Saddleworth election result declared void

Analysis: Woolas’ demise was hard, but not impossible, to spot

Analysis: Woolas’ demise was hard, but not impossible, to spot

Even with the benefit of hindsight it was impossible to tell, as I travelled around Oldham East and Saddleworth with Phil Woolas and Elwyn Watkins, what lay ahead. But the clues were there.

By Alex Stevenson

The first inklings of tension came on Sunday April 25th, when Woolas and Watkins clashed in a hustings event in Saddleworth Civil Hall – the same venue in which the five-day hearing was heard.

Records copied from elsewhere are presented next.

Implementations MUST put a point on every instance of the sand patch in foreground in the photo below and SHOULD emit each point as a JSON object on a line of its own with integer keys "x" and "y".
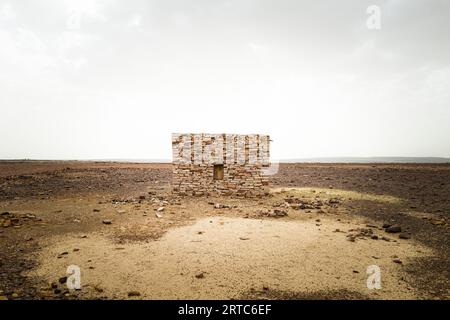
{"x": 222, "y": 258}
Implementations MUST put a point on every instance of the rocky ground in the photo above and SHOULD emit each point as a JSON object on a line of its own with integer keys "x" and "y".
{"x": 312, "y": 237}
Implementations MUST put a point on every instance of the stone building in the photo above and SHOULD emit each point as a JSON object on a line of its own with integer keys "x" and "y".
{"x": 220, "y": 164}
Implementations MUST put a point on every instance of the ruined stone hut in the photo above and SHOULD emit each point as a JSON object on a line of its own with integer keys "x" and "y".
{"x": 220, "y": 164}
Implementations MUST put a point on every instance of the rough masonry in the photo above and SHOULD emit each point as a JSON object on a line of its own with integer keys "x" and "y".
{"x": 220, "y": 164}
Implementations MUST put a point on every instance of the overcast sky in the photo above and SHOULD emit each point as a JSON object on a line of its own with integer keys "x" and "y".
{"x": 95, "y": 79}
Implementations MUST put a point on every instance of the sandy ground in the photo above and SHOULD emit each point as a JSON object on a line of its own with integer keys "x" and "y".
{"x": 196, "y": 251}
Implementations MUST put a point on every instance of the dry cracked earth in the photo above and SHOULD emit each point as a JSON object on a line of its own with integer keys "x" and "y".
{"x": 313, "y": 237}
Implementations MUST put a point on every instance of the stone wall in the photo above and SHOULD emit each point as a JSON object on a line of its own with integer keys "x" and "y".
{"x": 243, "y": 159}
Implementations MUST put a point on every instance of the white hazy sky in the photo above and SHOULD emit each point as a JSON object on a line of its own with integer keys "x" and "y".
{"x": 98, "y": 79}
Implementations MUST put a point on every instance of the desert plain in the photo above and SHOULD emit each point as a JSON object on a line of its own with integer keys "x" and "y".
{"x": 314, "y": 236}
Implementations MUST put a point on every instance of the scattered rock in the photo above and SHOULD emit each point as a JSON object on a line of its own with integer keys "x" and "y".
{"x": 275, "y": 213}
{"x": 393, "y": 229}
{"x": 134, "y": 294}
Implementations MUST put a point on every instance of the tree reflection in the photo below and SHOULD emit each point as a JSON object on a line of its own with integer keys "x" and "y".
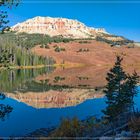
{"x": 4, "y": 109}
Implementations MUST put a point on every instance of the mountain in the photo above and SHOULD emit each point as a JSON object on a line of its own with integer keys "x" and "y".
{"x": 58, "y": 26}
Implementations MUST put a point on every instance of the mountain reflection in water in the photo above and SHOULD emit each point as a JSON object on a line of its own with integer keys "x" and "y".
{"x": 40, "y": 98}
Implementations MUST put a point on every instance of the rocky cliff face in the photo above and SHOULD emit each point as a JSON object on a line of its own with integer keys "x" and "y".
{"x": 58, "y": 26}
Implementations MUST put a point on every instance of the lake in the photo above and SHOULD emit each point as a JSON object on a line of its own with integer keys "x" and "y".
{"x": 40, "y": 98}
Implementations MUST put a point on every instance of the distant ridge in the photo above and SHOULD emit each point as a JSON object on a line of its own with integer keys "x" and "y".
{"x": 58, "y": 26}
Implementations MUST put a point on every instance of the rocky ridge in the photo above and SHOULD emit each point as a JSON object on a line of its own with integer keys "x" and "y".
{"x": 58, "y": 26}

The two high court judges would subsequently conclude that Labour leaflets were misrepresentative when it came to how ‘local’ the Liberal Democrats’ Watkins was. Referring to one of Saddleworth’s villages, Watkins told constituents: “I believe you need at least three generations to be a proper Delphonian, but at least I’ve – ah – made a start.” The audience’s reaction, I wrote, was ‘unclear’.

Woolas, meanwhile, was going down a storm. “I’m always proud to be called a professional politician,” he said. “I wouldn’t want an amateur one.” Watkins didn’t look at all happy as a murmur of approval rippled around the room. The jibe didn’t go unnoticed.

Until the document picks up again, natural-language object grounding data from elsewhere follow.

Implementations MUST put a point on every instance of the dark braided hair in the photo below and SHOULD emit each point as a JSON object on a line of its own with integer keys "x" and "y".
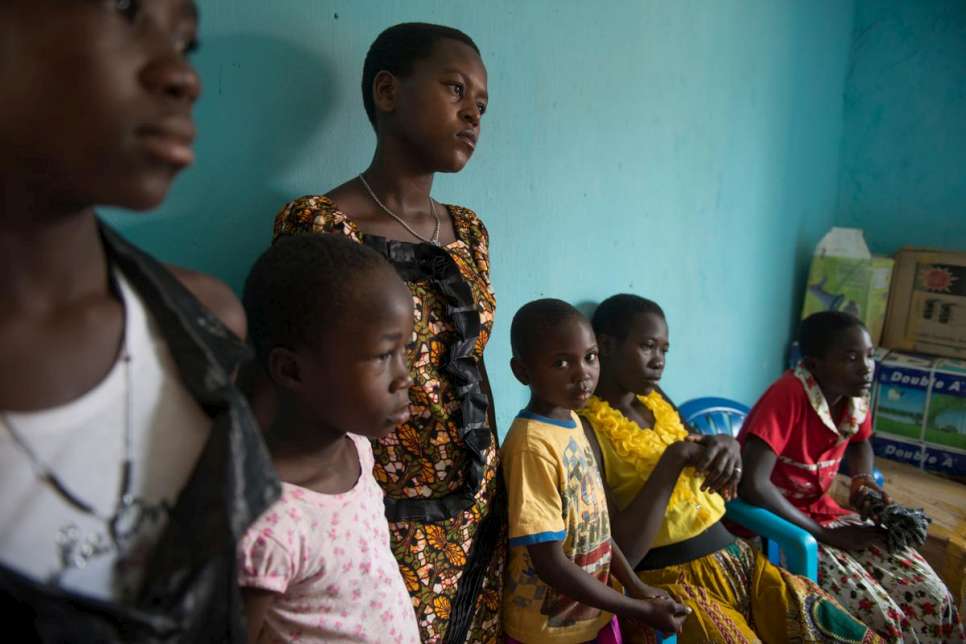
{"x": 301, "y": 285}
{"x": 613, "y": 316}
{"x": 397, "y": 48}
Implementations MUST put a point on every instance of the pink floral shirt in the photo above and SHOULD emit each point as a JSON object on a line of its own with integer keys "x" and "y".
{"x": 328, "y": 557}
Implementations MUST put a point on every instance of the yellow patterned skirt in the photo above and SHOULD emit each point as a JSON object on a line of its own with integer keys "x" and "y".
{"x": 738, "y": 596}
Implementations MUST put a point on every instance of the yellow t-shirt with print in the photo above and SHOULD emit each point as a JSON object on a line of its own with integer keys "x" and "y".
{"x": 555, "y": 494}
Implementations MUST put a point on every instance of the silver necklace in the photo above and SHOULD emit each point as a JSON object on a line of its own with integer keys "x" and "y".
{"x": 127, "y": 515}
{"x": 434, "y": 240}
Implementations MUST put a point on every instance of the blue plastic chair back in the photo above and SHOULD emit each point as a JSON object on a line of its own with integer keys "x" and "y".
{"x": 712, "y": 415}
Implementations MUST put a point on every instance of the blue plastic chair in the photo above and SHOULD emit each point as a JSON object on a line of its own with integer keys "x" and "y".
{"x": 722, "y": 416}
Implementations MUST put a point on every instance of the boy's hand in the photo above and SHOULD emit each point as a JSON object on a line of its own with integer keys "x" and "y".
{"x": 640, "y": 590}
{"x": 862, "y": 491}
{"x": 720, "y": 463}
{"x": 665, "y": 615}
{"x": 854, "y": 537}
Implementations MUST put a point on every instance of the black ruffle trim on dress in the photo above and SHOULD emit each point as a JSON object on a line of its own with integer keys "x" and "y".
{"x": 416, "y": 262}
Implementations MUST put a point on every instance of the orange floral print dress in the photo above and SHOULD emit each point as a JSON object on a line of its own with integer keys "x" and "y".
{"x": 446, "y": 513}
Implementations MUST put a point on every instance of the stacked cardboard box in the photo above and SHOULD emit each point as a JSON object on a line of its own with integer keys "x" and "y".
{"x": 919, "y": 411}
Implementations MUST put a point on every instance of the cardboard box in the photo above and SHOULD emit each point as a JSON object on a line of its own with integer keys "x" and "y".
{"x": 927, "y": 306}
{"x": 844, "y": 276}
{"x": 919, "y": 411}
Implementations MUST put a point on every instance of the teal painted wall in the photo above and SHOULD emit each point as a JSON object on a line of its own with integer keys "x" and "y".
{"x": 903, "y": 177}
{"x": 687, "y": 151}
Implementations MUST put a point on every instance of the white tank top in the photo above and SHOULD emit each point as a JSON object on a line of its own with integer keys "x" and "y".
{"x": 82, "y": 442}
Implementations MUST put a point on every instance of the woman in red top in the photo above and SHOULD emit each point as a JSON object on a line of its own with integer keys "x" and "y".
{"x": 792, "y": 444}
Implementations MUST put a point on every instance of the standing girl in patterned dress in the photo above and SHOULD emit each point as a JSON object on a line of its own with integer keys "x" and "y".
{"x": 424, "y": 89}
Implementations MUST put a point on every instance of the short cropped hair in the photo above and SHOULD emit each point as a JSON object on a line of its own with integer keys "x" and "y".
{"x": 534, "y": 319}
{"x": 397, "y": 48}
{"x": 302, "y": 284}
{"x": 819, "y": 331}
{"x": 613, "y": 316}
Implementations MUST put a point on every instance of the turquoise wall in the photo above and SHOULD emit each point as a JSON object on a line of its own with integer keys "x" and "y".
{"x": 687, "y": 151}
{"x": 903, "y": 176}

Locals say Watkins lost the May 6th election that day. His performance was heavy-handed and laboured. He appeared uncomfortable and out of sorts. Saddleworth is the well-off half of this constituency and those attending the hustings should have been flocking to the Lib Dems in their droves. Afterwards, some had changed their minds.

The following day I began to understand why this was the case. In the afternoon I met up with Watkins, who I shared a pint with in a village called Shaw. He was clearly overwrought, shaking his head repeatedly, flustered and breathless. “It’s been terrible,” he said, as he drove me to the day’s leafleting destination. Of all the candidates I met during the general election campaign, Watkins most resembled a drowning man.

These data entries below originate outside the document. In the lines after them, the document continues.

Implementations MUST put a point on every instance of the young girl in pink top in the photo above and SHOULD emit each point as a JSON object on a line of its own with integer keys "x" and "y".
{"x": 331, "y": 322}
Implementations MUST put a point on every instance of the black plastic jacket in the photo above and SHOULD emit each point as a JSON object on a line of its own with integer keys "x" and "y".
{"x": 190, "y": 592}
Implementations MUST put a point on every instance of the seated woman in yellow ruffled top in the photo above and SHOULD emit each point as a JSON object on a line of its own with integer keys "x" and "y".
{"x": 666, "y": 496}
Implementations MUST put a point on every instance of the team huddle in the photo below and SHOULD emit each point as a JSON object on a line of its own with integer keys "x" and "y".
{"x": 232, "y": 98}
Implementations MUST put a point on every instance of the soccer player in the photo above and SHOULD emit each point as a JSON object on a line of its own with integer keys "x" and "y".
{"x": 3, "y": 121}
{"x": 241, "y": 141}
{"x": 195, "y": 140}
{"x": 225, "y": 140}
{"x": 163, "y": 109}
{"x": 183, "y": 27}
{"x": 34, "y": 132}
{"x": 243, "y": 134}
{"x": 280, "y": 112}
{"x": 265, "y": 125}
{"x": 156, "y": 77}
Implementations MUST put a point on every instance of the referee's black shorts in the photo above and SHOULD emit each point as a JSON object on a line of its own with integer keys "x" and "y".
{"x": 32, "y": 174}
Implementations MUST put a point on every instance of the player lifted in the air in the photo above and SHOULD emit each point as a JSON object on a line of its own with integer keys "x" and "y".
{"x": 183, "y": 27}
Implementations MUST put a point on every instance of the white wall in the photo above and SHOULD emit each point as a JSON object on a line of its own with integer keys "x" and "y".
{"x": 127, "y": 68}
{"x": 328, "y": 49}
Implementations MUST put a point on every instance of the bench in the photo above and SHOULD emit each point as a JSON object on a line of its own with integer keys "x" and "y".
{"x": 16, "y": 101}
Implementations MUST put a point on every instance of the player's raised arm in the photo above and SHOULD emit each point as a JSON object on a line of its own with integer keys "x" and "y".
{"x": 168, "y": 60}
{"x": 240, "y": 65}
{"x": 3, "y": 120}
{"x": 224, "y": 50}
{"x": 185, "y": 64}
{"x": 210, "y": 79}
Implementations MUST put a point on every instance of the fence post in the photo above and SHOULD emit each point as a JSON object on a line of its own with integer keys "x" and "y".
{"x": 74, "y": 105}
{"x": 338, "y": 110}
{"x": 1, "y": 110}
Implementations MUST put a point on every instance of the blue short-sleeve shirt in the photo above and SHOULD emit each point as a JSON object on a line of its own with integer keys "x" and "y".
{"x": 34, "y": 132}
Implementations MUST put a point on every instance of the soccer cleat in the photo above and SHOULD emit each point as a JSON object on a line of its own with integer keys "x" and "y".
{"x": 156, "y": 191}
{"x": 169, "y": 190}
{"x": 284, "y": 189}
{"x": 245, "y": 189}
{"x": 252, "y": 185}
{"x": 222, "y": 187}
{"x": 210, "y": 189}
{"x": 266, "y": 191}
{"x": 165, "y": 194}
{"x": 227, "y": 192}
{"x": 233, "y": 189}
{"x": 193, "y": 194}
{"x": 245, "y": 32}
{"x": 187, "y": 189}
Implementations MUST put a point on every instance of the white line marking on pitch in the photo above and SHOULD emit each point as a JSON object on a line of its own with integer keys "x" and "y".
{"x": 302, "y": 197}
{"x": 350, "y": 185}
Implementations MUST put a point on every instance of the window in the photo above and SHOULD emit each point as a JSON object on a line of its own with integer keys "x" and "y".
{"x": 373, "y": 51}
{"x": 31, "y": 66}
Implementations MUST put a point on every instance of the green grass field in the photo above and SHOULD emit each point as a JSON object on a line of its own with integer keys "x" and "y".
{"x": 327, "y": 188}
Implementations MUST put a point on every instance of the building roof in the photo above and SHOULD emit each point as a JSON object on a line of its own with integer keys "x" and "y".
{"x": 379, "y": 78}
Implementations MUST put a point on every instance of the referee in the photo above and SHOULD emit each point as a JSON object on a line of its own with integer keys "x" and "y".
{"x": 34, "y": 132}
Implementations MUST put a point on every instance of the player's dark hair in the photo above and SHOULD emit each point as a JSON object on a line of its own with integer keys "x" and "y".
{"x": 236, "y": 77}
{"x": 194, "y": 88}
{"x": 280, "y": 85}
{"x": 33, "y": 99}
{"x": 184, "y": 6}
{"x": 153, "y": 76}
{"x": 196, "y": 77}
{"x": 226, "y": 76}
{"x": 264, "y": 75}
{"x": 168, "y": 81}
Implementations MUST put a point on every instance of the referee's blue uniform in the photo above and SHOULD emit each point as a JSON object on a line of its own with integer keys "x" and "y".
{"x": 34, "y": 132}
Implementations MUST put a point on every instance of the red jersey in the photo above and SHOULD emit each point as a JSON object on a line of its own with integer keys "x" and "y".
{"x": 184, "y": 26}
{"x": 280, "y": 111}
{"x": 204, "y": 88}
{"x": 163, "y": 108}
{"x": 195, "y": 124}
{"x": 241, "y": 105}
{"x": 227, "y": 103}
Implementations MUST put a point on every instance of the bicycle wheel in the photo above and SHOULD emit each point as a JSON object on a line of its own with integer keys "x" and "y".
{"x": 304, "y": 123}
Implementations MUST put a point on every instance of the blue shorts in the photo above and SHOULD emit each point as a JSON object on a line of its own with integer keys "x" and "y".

Woolas, by contrast, was much calmer. He frankly admitted that he didn’t know which way the result was going to go. In the end he won by 103 votes, a desperately narrow margin which makes Oldham East and Saddleworth one of the supermarginals at the next general election. Scratch that – at the upcoming by-election, of course.

As we walked around the Holts housing estate, a deprived area on the outskirts of Oldham, his strikingly blunt manner shone through. Nowhere was this the case than when it came to the seat’s famous racial tensions. “We haven’t done anything to address it,” he admitted.

Locals say the situation has improved in the decade which has passed since the Oldham race riots – and many give Woolas some of the credit for that. The importance of racial politics to the constituency’s dynamics remained critical in 2010, however. The Conservative candidate, Kashif Ali, was thought to have removed well over a quarter of Woolas’ votes in the Asian community. Perhaps this was why Woolas’ literature tried so hard to link Watkins to Muslim extremists. It backfired, as we learned today.

Now Watkins must muster up the strength to fight a second campaign within 12 months – in a political climate much harder for the Lib Dems than it was back in May. The grim look on his face as he told me of Labour’s allegations is hard to forget. “It’s a very dirty campaign Labour fight when they’re losing,” he told me. What did he mean by that, I asked? “Get the muckspreaders out.”

On every issue, big or small, Woolas and Watkins would sneer or splutter in turn whenever I told them of the other’s claims. The Holts estate was a typical example – Woolas claimed the Lib Dems had abandoned its residents, but Watkins said the Lib Dem council had helped turn it around. “For him to claim credit for that – I’m almost speechless,” Watkins said despairingly. This was, by itself, not that unusual. When added to the greater extremes taking place elsewhere on the campaign trail, though, even the slightest attack seemed to have a disproportionate impact on the challenger.

All marginals are close and difficult to predict, but the perfect storm of two sides’ acrimony and voters’ failure to pick a clear winner made this one of the most compelling. With Woolas launching a judicial review against today’s verdict that struggle, even now, is not quite over. The bitter taste will not have faded by the time the second round of campaigning begins.